• Home
  • AI Transformation
  • Product Development
  • Case Studies
  • Blog
  • Careers
  • Build Team with Scrum AI

DeepSeek: A Groundbreaking Leap in AI Development or China's Dark Horse?

While AI skeptics continue to speculate that AI will never become truly conscious and can merely follow patterns set by human creators, a Chinese startup DeepSeek has appeared out of nowhere and taken the tech world by storm with its new revolutionary AI model. Their DeepSeek-R1 not just rivals leading AI heavyweights from US companies such as Google and OpenAI but even surpasses them.
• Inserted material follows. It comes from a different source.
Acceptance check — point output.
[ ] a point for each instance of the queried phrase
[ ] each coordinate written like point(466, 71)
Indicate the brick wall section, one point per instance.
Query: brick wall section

DeepSeek first made headlines only a week ago, and within that short time, the DeepSeek app has overtaken ChatGPT in downloads across App Stores in Australia, Canada, China, Singapore, US and UK. As the app is completely free for now, it will continue to attract more and more users. It has also quickly climbed to the top of downloads on the Hugging Face developer platform as they rush to test it and understand what this release can give to their AI projects. Now, it seems that everyone is talking about DeepSeek. 

So where did DeepSeek come from, who is behind this startup, what makes it special, and why has it shaken the global tech stock markets? We will try to answer these and some other questions in this blog.

Where did DeepSeek come from?

The story begins not in Silicon Valley, but in China, in the world of finance. Chinese hedge fund High-Flyer, founded in 2015 by entrepreneur Liang Wenfeng, made its fortune by using AI and algorithms to identify patterns that could affect stock prices. Liang bought Nvidia GPUs before the US banned their export to China and used them to analyze financial data. Experts believe this was a key factor in the launch of DeepSeek, as the company used these chips in combination with cheaper and lower-quality ones that could still be imported.

In the wake of the rise of ChatGPT, a chatbot from the US company OpenAI, Liang, who also has a master's degree in computer science, decided to occupy these capacities, that most of the time were idle, with something interesting. He invested his fund's resources in a new company called DeepSeek, which he established in December 2023. He aimed to build his own advanced models with the ultimate goal of creating AGI (Artificial General Intelligence).

As Liang later told the Chinese press, he founded DeepSeek driven by scientific curiosity, not profit. He made DeepSeek a strictly local company with no international hires, which aligns with Chinese government policy, contributing to the startup's popularity in China. He built a team of recent PhDs from top Chinese universities rather than experienced engineers, believing that students may be better suited for high-investment, low-return research. So, he focused on young talent who were eager to prove themselves. According to the rumors, they often worked 18-hour shifts. Funding the venture was equally bold, relying solely on profits from High-Flyer to pay top AI talent salaries. Overall, this strategy reveals a deep belief in the transformative potential of AI and a long-term, research-first approach rather than commercial gain. 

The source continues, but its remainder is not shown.